なぜ「集中」なのかと尋ねると、ある年少の担任は言いました。そうです。幼児は、書物で言葉に出会うのではなく、園生活の中で大事な言葉を「体験」するのです。

 

ITやテクノロジーが進化して、私たちは昔よりはるかにたくさんの環境言語に囲まれて暮らしています。確かに情報や知識は圧倒的に多くなったが、果たしてインターネット上に人生の本質を語る言葉がどれほどあるのでしょうか。「集中」だけでなく、「信頼」「努力」「勇気」などなど、生きる価値に巡り合わないまま、児童の時からスマホに釘付けになっているのが現実ではないでしょうか。

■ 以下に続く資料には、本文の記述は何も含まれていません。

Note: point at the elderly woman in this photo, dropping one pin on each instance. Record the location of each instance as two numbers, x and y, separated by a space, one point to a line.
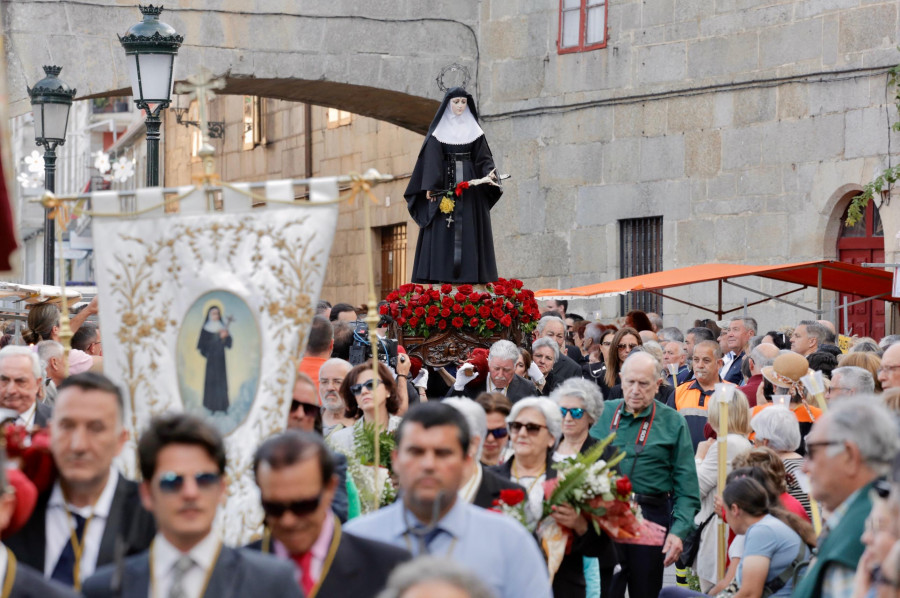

かつて幼児期には、伝承言語が多くを占めました。家族や地域が子どもに語りかける言語、それは知識や情報よりも大切な、まさに人としての道理や倫理を示す「こころの言葉」でした。それらは、わざわざ教えるというより、生活の中で大人から子どもへ無意識に伝承されてきた本当の「母語」というべきものだったのでしょう。その意味で、生活と言葉は混然となったものだったのです(その文化様式が伝統的な作法とか習わしとなって伝えられました)。

 

ビッグデータに支配される現代、伝承言語は衰退の一途をたどっています。大人は幼児に伝えるべき言葉を見失い、俯いたままスマホに囚われています。もちろん絵本も大事、道徳の授業も大事です。しかし何より子どもが渇望しているのは、意味の解釈以前に、数々の生活体験から立ち上がる言葉の熱い「体温」なのでしょう。たった一句の板書から、汲み取るものは大きいと思います。